Docker Compose file to set up NVIDIA GPU monitoring on a single server using DCGM-Exporter, Prometheus, and Grafana.
- NVIDIA Container Toolkit
- Docker Compose. Please make sure your docker-compose supports Compose file format version 3.x.
Run the following command to launch containers:
docker-compose up -d
# or `docker compose up -d` if docker-compose is installed as a Docker CLI plugin
Then you can access http://localhost:3000 for Grafana Dashboard (default username: admin, password: admin).
Run the following command to stop and remove containers:
docker-compose down
# or `docker compose down` if docker-compose is installed as a Docker CLI plugin
This command will not delete docker volumes, so the data is still persisted on the server unless you manually delete the volumes.

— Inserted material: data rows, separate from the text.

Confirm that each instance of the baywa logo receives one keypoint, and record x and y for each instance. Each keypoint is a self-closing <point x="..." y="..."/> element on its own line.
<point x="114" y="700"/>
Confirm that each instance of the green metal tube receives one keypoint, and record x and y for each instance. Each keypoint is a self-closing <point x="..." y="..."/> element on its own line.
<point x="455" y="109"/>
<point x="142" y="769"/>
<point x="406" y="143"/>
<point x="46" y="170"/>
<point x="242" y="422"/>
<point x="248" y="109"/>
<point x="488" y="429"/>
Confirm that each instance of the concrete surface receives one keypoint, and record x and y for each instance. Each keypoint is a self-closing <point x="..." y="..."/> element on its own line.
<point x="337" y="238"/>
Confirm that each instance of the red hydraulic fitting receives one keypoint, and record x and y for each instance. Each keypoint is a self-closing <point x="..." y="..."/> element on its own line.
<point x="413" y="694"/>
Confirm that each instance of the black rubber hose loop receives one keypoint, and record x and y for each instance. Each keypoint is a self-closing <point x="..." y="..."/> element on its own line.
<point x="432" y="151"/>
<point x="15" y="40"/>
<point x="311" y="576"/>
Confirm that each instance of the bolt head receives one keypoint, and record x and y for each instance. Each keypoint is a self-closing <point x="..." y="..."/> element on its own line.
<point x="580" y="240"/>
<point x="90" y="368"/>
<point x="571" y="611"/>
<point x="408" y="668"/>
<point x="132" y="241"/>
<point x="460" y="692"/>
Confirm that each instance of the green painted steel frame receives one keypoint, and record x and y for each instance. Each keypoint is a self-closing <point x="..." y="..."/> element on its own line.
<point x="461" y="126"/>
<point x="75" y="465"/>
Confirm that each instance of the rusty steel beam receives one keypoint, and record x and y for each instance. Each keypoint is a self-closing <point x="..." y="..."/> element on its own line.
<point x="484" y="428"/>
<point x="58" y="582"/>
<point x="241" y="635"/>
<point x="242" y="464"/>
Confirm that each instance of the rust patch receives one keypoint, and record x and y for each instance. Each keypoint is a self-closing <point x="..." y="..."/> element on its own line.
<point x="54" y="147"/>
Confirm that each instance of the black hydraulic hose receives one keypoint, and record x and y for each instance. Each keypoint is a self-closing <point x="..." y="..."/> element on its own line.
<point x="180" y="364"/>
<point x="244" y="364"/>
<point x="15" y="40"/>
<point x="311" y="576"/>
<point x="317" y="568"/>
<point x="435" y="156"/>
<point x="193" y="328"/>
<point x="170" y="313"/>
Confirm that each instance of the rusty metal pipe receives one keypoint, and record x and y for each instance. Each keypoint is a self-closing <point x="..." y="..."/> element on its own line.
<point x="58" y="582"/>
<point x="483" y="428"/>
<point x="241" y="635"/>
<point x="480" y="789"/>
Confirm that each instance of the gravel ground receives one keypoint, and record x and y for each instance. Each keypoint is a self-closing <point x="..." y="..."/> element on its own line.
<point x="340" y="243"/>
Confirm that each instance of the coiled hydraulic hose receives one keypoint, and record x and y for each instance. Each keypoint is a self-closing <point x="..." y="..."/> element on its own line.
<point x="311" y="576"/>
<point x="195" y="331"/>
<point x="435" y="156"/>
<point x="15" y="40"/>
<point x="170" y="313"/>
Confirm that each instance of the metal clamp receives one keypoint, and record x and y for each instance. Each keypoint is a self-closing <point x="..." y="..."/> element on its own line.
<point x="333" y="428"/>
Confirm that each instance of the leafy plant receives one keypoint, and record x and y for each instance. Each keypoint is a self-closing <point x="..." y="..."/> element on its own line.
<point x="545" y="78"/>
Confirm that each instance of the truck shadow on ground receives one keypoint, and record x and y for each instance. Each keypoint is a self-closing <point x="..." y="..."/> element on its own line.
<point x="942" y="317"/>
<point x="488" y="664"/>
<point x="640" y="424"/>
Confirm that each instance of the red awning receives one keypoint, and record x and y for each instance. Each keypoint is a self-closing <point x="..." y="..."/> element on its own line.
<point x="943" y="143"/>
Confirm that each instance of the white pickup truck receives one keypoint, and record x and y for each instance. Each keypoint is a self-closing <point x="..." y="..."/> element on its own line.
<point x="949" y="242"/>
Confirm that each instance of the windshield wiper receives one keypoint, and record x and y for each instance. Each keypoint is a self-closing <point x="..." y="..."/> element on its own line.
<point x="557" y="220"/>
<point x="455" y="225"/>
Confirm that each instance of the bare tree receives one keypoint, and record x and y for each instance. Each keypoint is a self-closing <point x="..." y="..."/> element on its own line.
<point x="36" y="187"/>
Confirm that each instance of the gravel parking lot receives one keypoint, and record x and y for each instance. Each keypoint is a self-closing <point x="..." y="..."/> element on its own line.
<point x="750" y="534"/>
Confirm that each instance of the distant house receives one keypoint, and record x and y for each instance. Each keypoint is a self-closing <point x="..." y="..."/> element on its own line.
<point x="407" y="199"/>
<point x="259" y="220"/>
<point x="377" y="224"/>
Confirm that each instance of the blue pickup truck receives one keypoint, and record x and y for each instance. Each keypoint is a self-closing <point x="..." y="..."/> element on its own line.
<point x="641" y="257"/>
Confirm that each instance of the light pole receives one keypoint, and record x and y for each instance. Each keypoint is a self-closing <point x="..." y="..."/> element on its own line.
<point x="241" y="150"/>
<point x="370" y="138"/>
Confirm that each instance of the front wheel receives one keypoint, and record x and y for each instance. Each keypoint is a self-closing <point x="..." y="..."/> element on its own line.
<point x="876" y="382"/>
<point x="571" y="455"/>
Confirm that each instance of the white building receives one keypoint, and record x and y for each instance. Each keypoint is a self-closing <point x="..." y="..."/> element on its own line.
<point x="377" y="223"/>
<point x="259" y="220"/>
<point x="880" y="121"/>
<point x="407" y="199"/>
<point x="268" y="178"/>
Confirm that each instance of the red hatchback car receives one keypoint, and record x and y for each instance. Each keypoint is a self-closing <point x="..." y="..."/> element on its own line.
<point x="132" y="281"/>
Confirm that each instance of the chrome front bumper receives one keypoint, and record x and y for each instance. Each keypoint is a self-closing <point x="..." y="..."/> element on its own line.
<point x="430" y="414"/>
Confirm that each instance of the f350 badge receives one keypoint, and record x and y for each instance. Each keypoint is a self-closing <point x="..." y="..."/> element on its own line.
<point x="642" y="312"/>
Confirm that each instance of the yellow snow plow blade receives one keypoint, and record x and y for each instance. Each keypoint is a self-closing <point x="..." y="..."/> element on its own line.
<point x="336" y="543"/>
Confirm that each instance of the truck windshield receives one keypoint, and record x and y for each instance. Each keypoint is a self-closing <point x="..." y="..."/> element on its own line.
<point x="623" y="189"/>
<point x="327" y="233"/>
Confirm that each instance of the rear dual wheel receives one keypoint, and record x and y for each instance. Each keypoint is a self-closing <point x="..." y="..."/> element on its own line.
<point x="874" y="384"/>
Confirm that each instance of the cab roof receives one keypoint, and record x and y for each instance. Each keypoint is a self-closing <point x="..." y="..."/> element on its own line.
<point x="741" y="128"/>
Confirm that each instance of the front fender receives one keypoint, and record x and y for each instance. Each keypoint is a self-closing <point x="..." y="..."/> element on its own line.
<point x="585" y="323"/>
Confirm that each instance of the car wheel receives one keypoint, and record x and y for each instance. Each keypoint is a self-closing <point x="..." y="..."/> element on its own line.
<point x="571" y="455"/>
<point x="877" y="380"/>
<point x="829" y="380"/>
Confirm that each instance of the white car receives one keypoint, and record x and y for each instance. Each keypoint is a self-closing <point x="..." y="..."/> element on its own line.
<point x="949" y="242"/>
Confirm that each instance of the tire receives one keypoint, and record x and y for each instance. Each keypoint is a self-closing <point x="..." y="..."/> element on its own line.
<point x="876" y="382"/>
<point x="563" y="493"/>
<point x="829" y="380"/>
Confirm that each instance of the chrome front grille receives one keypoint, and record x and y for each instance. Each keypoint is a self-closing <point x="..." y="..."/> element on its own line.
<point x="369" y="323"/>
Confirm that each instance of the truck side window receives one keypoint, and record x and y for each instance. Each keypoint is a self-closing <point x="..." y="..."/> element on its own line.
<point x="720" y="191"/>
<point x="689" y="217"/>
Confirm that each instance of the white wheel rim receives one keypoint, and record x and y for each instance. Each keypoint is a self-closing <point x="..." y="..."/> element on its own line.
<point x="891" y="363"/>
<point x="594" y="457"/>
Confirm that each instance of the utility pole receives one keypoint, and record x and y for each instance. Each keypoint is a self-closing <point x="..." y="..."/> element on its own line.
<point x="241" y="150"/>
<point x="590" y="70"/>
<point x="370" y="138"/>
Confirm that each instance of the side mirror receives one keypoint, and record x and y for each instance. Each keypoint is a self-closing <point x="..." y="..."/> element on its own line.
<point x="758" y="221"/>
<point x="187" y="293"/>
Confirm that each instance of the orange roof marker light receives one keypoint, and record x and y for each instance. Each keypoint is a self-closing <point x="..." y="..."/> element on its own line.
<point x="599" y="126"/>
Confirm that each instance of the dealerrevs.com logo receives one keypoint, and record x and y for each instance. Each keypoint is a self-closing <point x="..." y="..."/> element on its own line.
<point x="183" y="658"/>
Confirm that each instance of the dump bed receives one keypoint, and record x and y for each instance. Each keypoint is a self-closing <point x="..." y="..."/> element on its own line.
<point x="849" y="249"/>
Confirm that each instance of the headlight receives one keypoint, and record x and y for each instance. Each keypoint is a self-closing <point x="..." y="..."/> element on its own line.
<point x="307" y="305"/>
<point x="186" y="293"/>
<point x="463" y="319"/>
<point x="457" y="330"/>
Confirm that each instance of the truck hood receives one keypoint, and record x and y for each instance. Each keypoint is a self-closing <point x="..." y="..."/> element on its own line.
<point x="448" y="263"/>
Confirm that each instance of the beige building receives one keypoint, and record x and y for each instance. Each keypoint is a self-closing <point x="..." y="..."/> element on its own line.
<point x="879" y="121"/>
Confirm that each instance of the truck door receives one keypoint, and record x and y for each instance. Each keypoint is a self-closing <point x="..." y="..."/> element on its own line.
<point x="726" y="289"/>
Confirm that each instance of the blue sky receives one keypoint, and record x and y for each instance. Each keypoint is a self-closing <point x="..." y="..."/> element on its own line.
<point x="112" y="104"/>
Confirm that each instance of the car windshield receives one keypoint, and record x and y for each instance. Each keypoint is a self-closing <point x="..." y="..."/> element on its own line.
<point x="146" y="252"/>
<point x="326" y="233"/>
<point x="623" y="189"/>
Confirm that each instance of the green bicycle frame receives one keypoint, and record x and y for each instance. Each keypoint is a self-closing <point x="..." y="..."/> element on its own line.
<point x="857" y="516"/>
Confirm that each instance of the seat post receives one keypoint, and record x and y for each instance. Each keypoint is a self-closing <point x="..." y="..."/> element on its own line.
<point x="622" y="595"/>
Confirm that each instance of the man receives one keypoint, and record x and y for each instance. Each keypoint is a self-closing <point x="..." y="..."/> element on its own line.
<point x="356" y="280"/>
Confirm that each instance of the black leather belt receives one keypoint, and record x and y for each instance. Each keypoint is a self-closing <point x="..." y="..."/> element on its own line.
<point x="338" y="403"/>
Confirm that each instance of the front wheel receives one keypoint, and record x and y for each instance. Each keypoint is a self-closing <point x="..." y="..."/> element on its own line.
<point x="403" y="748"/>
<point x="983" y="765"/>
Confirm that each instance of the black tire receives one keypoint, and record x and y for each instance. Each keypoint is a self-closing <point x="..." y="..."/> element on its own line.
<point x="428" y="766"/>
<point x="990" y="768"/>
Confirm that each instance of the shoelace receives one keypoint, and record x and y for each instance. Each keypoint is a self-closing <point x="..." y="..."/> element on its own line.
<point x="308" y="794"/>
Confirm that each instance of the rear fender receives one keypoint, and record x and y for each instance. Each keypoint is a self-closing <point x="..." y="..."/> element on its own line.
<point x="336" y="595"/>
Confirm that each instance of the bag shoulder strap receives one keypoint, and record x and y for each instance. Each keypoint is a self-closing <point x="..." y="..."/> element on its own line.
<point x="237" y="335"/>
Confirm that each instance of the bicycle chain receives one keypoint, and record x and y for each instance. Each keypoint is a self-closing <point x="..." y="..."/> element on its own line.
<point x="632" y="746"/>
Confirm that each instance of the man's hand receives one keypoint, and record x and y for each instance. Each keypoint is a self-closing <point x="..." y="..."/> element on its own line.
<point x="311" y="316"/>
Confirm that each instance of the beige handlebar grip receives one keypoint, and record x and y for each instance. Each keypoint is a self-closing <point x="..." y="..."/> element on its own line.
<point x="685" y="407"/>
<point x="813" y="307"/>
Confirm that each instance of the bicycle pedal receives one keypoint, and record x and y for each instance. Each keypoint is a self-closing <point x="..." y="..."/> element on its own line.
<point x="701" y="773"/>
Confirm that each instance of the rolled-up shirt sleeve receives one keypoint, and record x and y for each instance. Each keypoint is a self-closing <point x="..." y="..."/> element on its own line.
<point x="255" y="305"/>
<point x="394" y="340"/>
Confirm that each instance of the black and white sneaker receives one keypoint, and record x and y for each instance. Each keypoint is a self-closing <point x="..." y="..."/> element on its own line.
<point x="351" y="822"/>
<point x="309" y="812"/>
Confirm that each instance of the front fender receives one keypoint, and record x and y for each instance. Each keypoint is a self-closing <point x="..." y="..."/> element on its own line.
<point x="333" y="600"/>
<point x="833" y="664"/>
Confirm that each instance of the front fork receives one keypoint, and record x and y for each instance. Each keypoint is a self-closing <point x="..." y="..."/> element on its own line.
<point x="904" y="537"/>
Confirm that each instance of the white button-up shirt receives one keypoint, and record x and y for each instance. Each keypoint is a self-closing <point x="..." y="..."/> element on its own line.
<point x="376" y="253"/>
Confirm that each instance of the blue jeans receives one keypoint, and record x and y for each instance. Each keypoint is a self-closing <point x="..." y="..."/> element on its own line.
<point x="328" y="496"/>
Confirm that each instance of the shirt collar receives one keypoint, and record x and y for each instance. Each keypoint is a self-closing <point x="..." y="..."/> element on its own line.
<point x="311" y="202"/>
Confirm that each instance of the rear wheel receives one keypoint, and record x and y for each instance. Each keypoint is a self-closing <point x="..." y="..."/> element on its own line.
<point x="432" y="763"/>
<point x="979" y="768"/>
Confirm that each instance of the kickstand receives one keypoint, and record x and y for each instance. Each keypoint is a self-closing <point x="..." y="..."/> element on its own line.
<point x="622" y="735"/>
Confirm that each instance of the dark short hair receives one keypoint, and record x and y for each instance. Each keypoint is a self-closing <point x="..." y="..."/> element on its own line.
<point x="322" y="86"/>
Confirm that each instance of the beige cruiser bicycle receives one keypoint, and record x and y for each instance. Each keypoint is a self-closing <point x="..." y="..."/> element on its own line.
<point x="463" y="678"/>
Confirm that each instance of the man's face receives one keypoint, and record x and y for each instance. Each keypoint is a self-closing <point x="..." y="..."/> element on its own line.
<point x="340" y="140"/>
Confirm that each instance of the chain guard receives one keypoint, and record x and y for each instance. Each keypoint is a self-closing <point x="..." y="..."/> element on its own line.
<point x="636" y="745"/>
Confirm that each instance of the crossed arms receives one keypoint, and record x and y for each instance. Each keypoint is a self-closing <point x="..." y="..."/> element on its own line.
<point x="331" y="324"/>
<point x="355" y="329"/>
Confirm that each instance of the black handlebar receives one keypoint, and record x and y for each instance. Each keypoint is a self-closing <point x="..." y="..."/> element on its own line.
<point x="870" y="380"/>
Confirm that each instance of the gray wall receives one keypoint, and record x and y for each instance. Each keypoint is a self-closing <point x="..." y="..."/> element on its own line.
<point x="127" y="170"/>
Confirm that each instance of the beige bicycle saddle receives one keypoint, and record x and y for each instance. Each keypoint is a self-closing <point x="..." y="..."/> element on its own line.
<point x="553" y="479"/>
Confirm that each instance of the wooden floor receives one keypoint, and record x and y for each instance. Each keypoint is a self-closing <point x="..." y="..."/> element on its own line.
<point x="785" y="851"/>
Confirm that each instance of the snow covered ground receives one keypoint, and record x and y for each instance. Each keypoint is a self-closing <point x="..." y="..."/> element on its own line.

The Compose file contains several environment variables to allow users to populate values inside the Compose file:
Environment Variable | Explanation | Default Value |
---|---|---|
DCGM_EXPORTER_IMAGE_TAG | Docker tag for dcgm-exporter image | 2.4.6-2.6.10-ubuntu20.04 |
PROMETHEUS_IMAGE_TAG | Docker tag for prometheus image | v2.36.1 |
GRAFANA_IMAGE_TAG | Docker tag for grafana image | 8.5.6 |
DCGM_EXPORTER_HOST_PORT | Host port for dcgm-exporter container | 9400 |
PROMETHEUS_HOST_PORT | Host port for prometheus container | 9090 |
GRAFANA_HOST_PORT | Host port for grafana container | 3000 |
GRAFANA_ADMIN_USER | Admin username of grafana | admin |
GRAFANA_ADMIN_PASSWORD | Admin password of grafana | admin |
PROMETHEUS_STORAGE_TSDB_RETENTION_TIME | storage.tsdb.retention.time config of prometheus |
30d |
The default values of these environment variables are put inside the .env
file. You can modify the .env
file to change these configurations. Alternatively, you can specify your own Environment file by providing --env-file
option when running docker-compose
command.
Shell environment variables, which has a higher priority than Environment file, can also be set to override these values, e.g. GRAFANA_HOST_PORT=13000 docker-compose up -d
.